This is Banaz Mahmod, who was given twenty years on earth. And no more.
Ten years ago her Kurdish family immigrated to London from Iraq, to escape Saddam, they said. The father married teenaged Banaz to a man who harmed her.
She ran, kept running.
Four times, she pled for protection from London Police. Four times, they dismissed her.
Killers raped her first, then strangled her, buried her in a garden belonging to colluders.
At trial, a female police officer, who’d earlier dismissed Banaz’s four different pleadings for protection, as “dramatic and calculating” thus giving the girl no refuge, no investigation… admitted at the murder trial in Old Bailey court, that she’d made “a dreadful mistake.”
Of three thugs who violated and then murdered Banaz, one admits it. The other two killers have fled back to Iraq after publicly bragging about their rapes and murders of Banaz.
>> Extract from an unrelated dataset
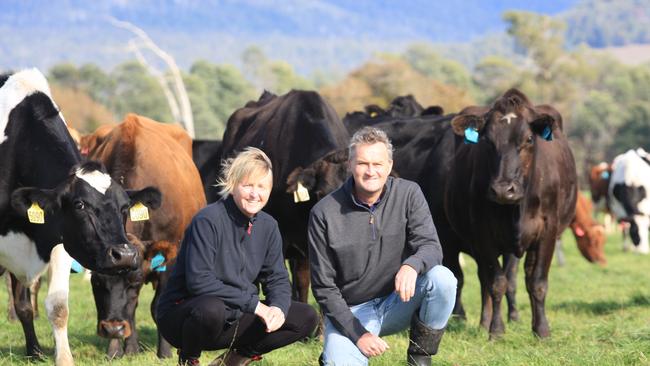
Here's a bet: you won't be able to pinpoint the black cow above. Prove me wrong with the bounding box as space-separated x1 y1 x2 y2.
0 69 158 365
293 90 577 339
191 139 223 203
220 90 349 303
Yes, rapes, plural. Yes, murders plural.
First, spirit; then, mind; then, body.
Though father and uncle had ordered Banaz’s death like they were ordering off a menu, yes, they protested all three months during their murder trial that they were innocent.
They’d not anticipated angels of Justice can give evidence; living on in electronic air and in the ink of written word, long after a soul is gone.
Banaz had recorded on her cell phone a film of herself telling of her terror.
The letter she had written pleading with police to protect her, and why, and who by name she feared would murder her, was still in a file at the station.
These were brought before the jury.
The father and uncle were found guilty this week.
Banaz’s four sisters still live. One brave sister, also very young, testified against her father, and fears for her life.
Five police officers who didn’t didn’t didn’t didn’t, four times didn’t…
are being investigated, to see what could have been, can be done in the future… differently.
May Banaz live forever, and may all persons concerned who have hearts, be made attentive and wise to the good, by her death.